The current trend of replacing domestic engineering talent with AI parallels the offshoring wave of the early 2000s. Just as offshoring led to unforeseen communication and quality issues that brought clients back, using AI for complex projects creates similar problems, ultimately forcing companies to seek senior human engineers for rigor and experience.
Contrary to fears of job replacement, AI coding systems expand what software can achieve, fueling a surge in project complexity and ambition. This trend increases the overall volume of code and the need for high-level human oversight, resulting in continued growth for developer roles rather than a reduction.

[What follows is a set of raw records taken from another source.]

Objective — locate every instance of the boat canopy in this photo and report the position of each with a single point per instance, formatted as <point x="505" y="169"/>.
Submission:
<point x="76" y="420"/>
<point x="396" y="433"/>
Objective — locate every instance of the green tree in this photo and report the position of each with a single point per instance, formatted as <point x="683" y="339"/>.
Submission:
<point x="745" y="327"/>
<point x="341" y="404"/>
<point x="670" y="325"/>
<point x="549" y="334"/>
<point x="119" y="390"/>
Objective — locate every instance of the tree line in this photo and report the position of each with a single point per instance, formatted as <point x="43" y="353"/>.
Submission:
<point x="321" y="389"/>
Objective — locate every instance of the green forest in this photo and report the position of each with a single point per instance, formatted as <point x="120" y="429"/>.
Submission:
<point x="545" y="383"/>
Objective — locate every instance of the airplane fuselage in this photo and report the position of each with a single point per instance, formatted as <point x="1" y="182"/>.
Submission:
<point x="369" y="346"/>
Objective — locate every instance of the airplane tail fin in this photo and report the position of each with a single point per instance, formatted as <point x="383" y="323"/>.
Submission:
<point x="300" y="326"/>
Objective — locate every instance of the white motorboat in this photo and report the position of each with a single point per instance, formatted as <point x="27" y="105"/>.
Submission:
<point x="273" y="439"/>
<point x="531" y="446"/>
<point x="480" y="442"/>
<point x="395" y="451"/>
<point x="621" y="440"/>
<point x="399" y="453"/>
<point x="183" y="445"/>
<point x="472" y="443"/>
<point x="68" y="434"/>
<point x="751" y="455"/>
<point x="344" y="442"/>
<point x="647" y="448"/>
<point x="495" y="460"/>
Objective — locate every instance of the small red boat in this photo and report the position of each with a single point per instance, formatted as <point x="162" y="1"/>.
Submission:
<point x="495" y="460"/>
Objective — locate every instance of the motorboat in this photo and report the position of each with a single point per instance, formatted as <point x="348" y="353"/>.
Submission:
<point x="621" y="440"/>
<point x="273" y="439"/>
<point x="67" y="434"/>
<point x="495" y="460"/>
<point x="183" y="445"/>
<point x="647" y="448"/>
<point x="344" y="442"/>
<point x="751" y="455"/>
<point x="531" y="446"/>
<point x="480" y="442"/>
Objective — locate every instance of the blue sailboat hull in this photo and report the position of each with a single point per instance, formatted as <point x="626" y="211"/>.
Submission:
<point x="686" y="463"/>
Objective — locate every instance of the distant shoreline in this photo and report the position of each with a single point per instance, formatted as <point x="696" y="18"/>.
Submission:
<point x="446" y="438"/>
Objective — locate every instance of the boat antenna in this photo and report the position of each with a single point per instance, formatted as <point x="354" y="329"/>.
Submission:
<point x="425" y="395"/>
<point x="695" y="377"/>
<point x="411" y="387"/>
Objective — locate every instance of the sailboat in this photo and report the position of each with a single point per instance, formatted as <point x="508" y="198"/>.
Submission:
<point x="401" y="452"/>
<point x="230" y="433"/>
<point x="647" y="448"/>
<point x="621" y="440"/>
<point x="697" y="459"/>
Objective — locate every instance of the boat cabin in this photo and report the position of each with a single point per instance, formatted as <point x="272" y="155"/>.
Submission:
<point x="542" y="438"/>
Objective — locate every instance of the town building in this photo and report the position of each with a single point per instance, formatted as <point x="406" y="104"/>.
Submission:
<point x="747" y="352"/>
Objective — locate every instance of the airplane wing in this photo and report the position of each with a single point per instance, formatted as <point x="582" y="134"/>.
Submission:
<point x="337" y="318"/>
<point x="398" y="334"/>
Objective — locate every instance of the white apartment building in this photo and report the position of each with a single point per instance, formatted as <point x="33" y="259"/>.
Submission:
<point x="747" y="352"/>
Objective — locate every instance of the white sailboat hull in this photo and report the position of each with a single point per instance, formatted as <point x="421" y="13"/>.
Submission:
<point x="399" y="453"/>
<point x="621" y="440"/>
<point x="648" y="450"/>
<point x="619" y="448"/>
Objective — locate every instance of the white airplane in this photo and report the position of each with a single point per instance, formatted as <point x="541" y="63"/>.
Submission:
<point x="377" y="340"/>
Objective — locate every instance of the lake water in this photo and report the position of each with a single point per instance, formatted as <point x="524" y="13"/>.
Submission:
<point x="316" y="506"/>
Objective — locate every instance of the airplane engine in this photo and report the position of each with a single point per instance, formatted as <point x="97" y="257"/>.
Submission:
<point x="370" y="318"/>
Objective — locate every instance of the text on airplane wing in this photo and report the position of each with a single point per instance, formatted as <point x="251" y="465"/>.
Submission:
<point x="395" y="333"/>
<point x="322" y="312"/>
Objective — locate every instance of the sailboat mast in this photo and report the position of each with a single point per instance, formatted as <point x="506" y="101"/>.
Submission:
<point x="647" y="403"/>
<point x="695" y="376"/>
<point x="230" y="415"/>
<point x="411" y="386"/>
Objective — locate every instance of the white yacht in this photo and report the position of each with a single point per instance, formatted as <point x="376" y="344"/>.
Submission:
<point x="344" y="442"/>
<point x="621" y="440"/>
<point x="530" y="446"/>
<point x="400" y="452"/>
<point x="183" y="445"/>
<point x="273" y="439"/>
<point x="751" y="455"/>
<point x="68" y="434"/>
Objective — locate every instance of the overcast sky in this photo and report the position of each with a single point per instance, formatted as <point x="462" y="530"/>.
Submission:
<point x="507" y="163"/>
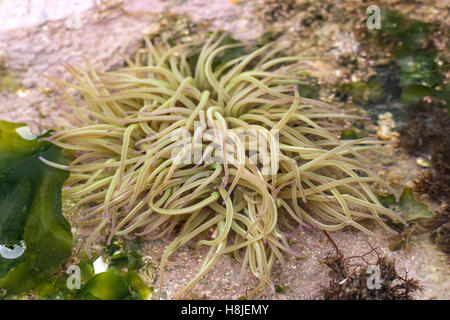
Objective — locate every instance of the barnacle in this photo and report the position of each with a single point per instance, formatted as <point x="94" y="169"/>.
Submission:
<point x="134" y="134"/>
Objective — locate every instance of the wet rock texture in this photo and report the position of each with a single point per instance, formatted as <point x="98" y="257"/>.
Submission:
<point x="38" y="37"/>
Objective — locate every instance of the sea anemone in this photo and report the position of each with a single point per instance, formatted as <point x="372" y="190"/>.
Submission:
<point x="135" y="134"/>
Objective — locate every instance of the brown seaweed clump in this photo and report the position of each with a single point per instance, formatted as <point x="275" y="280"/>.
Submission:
<point x="351" y="281"/>
<point x="428" y="132"/>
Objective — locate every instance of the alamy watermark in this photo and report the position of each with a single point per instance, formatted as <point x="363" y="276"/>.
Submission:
<point x="239" y="146"/>
<point x="374" y="18"/>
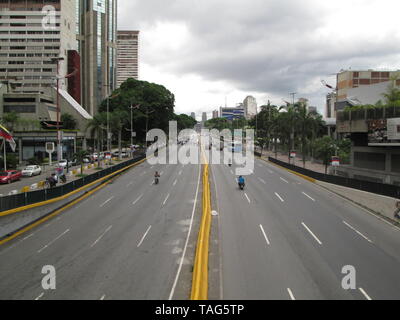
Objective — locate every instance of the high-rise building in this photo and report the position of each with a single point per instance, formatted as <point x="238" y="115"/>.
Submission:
<point x="204" y="117"/>
<point x="32" y="33"/>
<point x="127" y="56"/>
<point x="97" y="44"/>
<point x="233" y="113"/>
<point x="250" y="107"/>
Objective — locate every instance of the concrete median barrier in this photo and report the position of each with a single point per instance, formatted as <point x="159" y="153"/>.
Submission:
<point x="381" y="205"/>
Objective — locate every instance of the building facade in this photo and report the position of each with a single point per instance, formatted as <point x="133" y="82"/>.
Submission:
<point x="32" y="33"/>
<point x="233" y="113"/>
<point x="127" y="56"/>
<point x="349" y="79"/>
<point x="96" y="35"/>
<point x="250" y="107"/>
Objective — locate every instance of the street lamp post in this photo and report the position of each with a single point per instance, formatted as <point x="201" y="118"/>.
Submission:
<point x="59" y="140"/>
<point x="292" y="124"/>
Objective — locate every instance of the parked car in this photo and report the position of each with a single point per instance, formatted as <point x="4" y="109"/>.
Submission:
<point x="10" y="176"/>
<point x="31" y="171"/>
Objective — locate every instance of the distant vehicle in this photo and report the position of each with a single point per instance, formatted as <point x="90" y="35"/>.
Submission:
<point x="63" y="163"/>
<point x="10" y="176"/>
<point x="31" y="171"/>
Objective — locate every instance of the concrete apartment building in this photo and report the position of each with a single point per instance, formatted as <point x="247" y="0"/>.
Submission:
<point x="31" y="34"/>
<point x="250" y="107"/>
<point x="127" y="56"/>
<point x="350" y="79"/>
<point x="374" y="132"/>
<point x="96" y="29"/>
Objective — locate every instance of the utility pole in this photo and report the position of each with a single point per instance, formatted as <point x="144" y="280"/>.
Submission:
<point x="59" y="140"/>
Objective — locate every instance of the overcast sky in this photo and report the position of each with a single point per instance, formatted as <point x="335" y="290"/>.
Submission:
<point x="206" y="50"/>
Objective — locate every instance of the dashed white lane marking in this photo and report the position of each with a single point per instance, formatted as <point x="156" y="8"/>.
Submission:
<point x="265" y="235"/>
<point x="48" y="245"/>
<point x="166" y="199"/>
<point x="262" y="180"/>
<point x="106" y="202"/>
<point x="102" y="235"/>
<point x="280" y="198"/>
<point x="40" y="296"/>
<point x="291" y="294"/>
<point x="137" y="200"/>
<point x="171" y="295"/>
<point x="358" y="232"/>
<point x="144" y="236"/>
<point x="365" y="294"/>
<point x="30" y="236"/>
<point x="309" y="230"/>
<point x="284" y="180"/>
<point x="308" y="196"/>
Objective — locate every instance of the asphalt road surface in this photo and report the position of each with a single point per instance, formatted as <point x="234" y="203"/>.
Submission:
<point x="286" y="238"/>
<point x="124" y="242"/>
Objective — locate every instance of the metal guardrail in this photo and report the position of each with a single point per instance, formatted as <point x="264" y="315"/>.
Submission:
<point x="25" y="199"/>
<point x="373" y="187"/>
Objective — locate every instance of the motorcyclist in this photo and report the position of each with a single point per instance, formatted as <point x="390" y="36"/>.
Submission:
<point x="156" y="177"/>
<point x="241" y="181"/>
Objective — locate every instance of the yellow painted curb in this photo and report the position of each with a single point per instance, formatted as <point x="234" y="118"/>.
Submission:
<point x="39" y="204"/>
<point x="57" y="212"/>
<point x="200" y="271"/>
<point x="25" y="189"/>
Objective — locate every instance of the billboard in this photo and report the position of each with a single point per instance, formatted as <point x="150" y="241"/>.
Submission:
<point x="393" y="129"/>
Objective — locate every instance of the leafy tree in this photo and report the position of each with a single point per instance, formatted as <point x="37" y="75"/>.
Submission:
<point x="69" y="122"/>
<point x="156" y="106"/>
<point x="79" y="156"/>
<point x="325" y="148"/>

AI agents function like junior engineers, capable of generating code that introduces bugs, security flaws, or maintenance debt. This increases the demand for senior engineers who can provide architectural oversight, review code, and prevent system degradation, making their expertise more critical than ever.
The initial wave of AI-driven efficiency isn't leading to widespread US layoffs. Instead, it's allowing American companies to bring repetitive tasks back in-house that were previously outsourced to countries like India and the Philippines. This suggests immediate job displacement will occur abroad.
A powerful mental model for the future of work is a three-step pipeline. If a job can be done remotely in a high-cost country, it can be offshored to a low-cost one. Once offshored and process-driven, it becomes a prime target for AI automation. This positions remote work as a transitional phase, not an endpoint.
If AI were perfect, it would simply replace tasks. Because it is imperfect and requires nuanced interaction, it creates demand for skilled professionals who can prompt, verify, and creatively apply it. This turns AI's limitations into a tool that requires and rewards human proficiency.
AI lowers the economic bar for building software, increasing the total market for development. Companies will need more high-leverage engineers to compete, creating a schism between those who adopt AI tools and those who fall behind and become obsolete.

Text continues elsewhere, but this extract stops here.